Aujourd'hui, après trois saisons, Hervé est pleinement satisfait de la synergie qu'il a pu établir avec notre association. Il éprouve autant la sécurité liée à l'engagement solidaire des adhérents que l'inquiétude de pleinement les satisfaire avec le fruit (ou devrais-je dire le légume) de son travail. Il avoue trouver beaucoup de motivation dans la simplicité de quelques mots échangés lors de la distribution des paniers et de quelques compliments sur la qualité de sa production.

 Et le futur me direz-vous ... Le prochain projet de Hervé consistera à installer un hangar ainsi que son habitation dans le coin nord-est de ses terres.
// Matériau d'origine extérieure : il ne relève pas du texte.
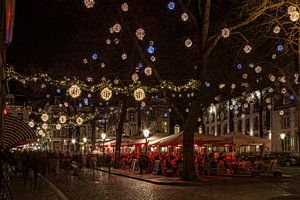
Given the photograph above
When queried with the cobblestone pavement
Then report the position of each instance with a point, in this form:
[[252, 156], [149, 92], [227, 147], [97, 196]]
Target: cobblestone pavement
[[103, 186], [27, 191]]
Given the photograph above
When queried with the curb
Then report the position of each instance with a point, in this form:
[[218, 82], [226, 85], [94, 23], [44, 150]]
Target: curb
[[57, 191], [187, 183], [156, 182]]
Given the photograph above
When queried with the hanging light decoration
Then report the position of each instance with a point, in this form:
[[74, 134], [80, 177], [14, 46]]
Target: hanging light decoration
[[276, 29], [295, 16], [291, 10], [135, 77], [31, 124], [40, 132], [188, 42], [124, 56], [258, 69], [79, 121], [247, 48], [117, 28], [139, 94], [62, 119], [44, 117], [45, 126], [281, 112], [272, 77], [89, 3], [58, 126], [184, 16], [106, 94], [225, 32], [148, 71], [74, 91], [124, 7], [140, 33]]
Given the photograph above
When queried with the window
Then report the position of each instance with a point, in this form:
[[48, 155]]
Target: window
[[225, 114], [219, 117], [131, 117], [286, 101], [207, 130], [287, 142], [285, 120], [255, 123], [200, 130], [239, 126], [224, 128], [164, 127], [212, 130], [247, 126], [176, 129], [268, 120], [219, 130], [213, 116]]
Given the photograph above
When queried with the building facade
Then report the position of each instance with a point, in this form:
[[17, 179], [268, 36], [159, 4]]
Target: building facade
[[279, 120]]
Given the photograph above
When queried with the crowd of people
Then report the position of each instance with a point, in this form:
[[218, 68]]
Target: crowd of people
[[160, 163]]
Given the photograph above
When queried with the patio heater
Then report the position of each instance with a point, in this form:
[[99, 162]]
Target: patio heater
[[282, 136], [73, 142], [103, 137], [146, 134]]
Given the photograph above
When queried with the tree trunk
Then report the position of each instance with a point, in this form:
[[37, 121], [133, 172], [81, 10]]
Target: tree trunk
[[93, 136], [261, 126], [189, 172], [119, 133], [231, 115]]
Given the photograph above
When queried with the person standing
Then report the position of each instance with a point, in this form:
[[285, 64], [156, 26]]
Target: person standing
[[108, 163]]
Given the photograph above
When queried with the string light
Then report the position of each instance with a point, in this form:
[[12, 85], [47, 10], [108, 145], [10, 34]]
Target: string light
[[58, 126], [89, 3], [188, 42], [44, 117], [140, 33], [276, 29], [74, 91], [106, 94], [184, 17], [79, 121], [148, 71], [225, 32], [31, 124], [139, 94], [62, 119], [247, 48], [124, 7]]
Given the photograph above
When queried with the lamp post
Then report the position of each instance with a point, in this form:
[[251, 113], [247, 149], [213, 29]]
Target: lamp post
[[103, 136], [84, 139], [73, 142], [146, 134], [282, 136]]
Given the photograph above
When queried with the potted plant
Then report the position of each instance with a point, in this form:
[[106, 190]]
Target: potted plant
[[143, 162]]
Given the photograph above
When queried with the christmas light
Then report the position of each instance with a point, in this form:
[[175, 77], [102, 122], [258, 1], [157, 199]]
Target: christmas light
[[74, 91], [106, 94], [139, 94], [44, 117]]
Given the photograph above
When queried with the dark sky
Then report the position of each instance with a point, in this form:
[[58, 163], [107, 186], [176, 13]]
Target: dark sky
[[41, 31]]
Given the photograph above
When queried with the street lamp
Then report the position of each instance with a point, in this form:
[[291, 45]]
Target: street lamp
[[73, 142], [282, 136], [146, 134], [103, 136]]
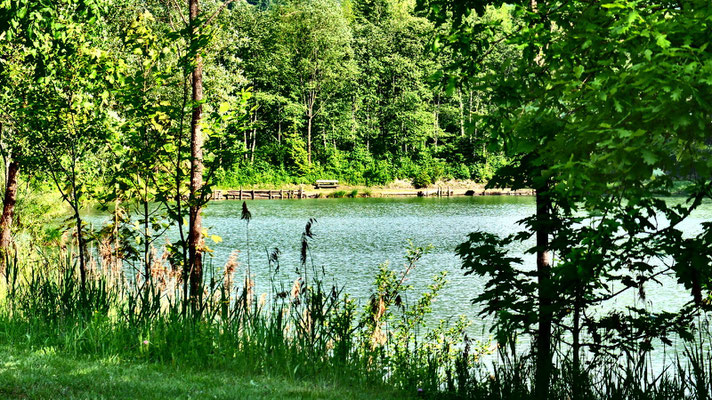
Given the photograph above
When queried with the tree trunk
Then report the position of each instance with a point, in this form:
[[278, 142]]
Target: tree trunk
[[576, 347], [195, 256], [462, 114], [8, 211], [543, 267], [82, 255]]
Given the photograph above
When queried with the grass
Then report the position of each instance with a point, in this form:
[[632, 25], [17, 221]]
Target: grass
[[46, 374]]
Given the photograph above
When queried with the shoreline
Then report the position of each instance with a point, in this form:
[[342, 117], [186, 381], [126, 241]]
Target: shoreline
[[362, 192]]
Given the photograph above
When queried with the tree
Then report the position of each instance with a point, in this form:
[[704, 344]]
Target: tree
[[583, 118], [314, 54]]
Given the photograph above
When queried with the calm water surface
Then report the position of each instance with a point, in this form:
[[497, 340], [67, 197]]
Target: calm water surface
[[354, 236]]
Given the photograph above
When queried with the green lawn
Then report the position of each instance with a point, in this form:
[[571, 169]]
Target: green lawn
[[47, 375]]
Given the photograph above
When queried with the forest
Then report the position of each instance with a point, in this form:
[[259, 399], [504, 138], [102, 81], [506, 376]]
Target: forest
[[120, 120]]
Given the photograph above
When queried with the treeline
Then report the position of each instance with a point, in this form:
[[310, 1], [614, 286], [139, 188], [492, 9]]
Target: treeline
[[347, 90]]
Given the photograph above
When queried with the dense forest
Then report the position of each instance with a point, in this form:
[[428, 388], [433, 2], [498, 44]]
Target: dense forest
[[141, 108], [334, 90]]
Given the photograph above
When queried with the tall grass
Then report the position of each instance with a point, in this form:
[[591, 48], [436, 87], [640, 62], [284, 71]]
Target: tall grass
[[304, 327]]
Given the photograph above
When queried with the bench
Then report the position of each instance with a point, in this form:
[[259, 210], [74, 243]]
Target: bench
[[326, 184]]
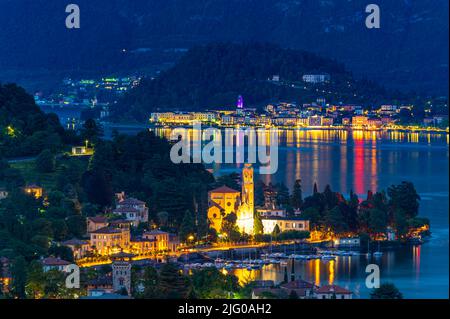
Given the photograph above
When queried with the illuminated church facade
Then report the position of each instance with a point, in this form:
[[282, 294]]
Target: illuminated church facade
[[224, 201]]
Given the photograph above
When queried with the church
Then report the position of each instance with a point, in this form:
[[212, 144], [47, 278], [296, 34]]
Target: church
[[224, 201]]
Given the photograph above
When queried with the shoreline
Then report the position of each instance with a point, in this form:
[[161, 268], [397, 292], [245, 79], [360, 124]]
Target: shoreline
[[433, 130]]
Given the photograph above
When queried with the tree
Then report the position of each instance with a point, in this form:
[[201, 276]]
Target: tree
[[35, 286], [335, 220], [297, 197], [19, 277], [210, 283], [187, 227], [151, 284], [45, 162], [91, 131], [386, 291]]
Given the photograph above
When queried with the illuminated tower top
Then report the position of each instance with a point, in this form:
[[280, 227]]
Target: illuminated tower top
[[240, 102]]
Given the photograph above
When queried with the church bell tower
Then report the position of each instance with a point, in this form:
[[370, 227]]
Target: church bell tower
[[248, 186]]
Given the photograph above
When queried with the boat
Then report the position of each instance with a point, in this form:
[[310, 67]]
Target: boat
[[378, 253], [283, 263], [328, 257]]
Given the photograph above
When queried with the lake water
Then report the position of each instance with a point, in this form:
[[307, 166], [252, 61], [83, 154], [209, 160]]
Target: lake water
[[362, 161], [370, 160]]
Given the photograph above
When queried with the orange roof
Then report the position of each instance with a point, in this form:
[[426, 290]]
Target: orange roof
[[224, 189], [98, 219]]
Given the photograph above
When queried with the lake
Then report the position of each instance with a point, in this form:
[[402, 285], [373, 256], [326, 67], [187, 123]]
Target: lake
[[362, 161]]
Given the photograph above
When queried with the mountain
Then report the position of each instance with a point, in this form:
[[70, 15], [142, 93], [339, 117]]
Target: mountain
[[409, 51], [24, 129], [213, 75]]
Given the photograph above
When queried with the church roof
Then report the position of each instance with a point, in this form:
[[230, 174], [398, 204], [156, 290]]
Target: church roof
[[224, 189]]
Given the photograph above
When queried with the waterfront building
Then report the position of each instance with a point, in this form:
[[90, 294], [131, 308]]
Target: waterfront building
[[360, 121], [269, 293], [304, 289], [327, 121], [264, 212], [204, 116], [82, 151], [348, 242], [346, 121], [224, 201], [95, 223], [333, 292], [99, 286], [109, 240], [227, 120], [52, 263], [174, 242], [161, 238], [132, 210], [34, 190], [121, 272], [284, 224], [316, 78], [142, 246], [285, 121], [315, 120], [302, 121]]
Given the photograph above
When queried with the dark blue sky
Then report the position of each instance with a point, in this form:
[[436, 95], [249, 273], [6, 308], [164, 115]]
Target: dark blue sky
[[410, 51]]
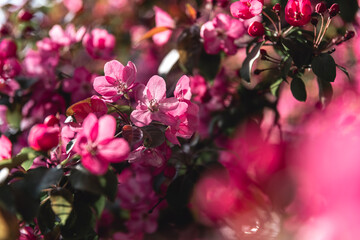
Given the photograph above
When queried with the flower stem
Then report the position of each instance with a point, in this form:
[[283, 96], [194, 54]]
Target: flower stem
[[272, 21]]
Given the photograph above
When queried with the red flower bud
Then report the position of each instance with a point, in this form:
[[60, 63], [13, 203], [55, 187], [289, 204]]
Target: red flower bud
[[10, 68], [43, 137], [298, 12], [256, 29], [334, 10], [24, 15], [277, 8], [51, 121], [7, 48], [320, 8]]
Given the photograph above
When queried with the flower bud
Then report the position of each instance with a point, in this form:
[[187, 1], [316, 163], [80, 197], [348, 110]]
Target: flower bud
[[334, 10], [51, 121], [320, 8], [7, 48], [10, 68], [256, 29], [24, 15], [298, 12], [43, 137], [349, 35], [277, 8], [314, 21]]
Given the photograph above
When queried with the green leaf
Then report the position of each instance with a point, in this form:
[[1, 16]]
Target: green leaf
[[344, 71], [26, 155], [300, 52], [274, 88], [83, 180], [61, 204], [298, 90], [245, 71], [324, 67]]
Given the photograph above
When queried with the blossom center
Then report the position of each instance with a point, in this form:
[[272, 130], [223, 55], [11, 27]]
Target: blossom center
[[121, 87], [154, 105]]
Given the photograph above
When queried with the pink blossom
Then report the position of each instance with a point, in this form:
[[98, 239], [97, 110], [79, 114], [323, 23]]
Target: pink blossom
[[9, 86], [66, 37], [152, 104], [118, 80], [214, 197], [43, 137], [298, 12], [198, 87], [7, 48], [97, 146], [220, 33], [73, 5], [99, 43], [162, 19], [80, 85], [246, 9], [187, 114], [5, 148], [82, 109]]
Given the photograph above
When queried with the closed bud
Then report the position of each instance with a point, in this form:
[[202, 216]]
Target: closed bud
[[314, 21], [51, 121], [277, 8], [256, 29], [7, 48], [43, 137], [24, 15], [334, 10], [349, 35], [320, 8]]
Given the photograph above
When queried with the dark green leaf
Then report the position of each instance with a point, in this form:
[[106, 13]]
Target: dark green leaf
[[300, 52], [324, 67], [325, 91], [26, 157], [344, 71], [298, 90], [287, 63], [83, 180], [61, 204], [274, 88], [245, 71]]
A nouveau cela a été murement réfléchi et pesé. Son matériel est entreposé chez Jean-Pierre Montigné à quelques 500 mètres de là. Encore une fois la solidarité du monde agricole n'est pas un vain mot. Toutefois le tracteur et tous les outils dorment à la belle étoile. Leur durée de vie risque de s'en trouver fortement réduite à cause de la pluie, du gel du soleil, qui grille avec la même allégresse végétation et durites de tracteur dans sa course estivale ... D'autre part, les paniers ne sont distribués que deux fois par semaine mais les légumes eux, ne semblent pas être au courant. Ils continuent de pousser et mûrir à longueur de journée. Au plus fort de la saison, les récoltes sont donc quotidiennes et le stockage s'impose pour des durées pouvant aller jusqu'à quatre jours.  Ces légumes, fraichement cueillis, sont stockés dans le garage de Hervé qui se trouve à quelques kilomètres de là. Il faut donc charger les légumes dans des palox (sortes de caisses géantes) les transporter jusqu'au garage, les décharger, les entreposer,jusqu'au jour de la distribution qui voit l'opération se dérouler en sens inverse. Bref, cela représente plusieurs tonnes de manutention hebdomadaire inutile. Quarante ans c'est l'âge où l'on commence à réfléchir à l'opportunité de ses mouvements et à faire la part entre efficacité et gesticulation. Enfin, en habitant sur place, il deviendrait facile d'optimiser les opérations d'arrosage, d'aération des serres, etc...  en fonction des conditions météo.

Mais comme toujours dans ce genre de projet, l'aspect financier reste la pierre d'achoppement. Gageons que Hervé, dont vous connaissez maintenant la pugnacité, saura effacer cet obstacle dans un délai compatible avec les nécessités de son entreprise.

 Une abeille butine une fleur de courgette

Pour conclure nous constatons chaque jour que Hervé constitue la clef de voûte productive de notre AMAP et que, à ce titre, il est éminemment soucieux de notre satisfaction à nous, les cent familles de Pernes-Les-Fontaines qu'il nourrit hebdomadairement.
Pour cela je ne peux que le remercier chaleureusement au nom de toute l'association AMAP Terre d'Échanges.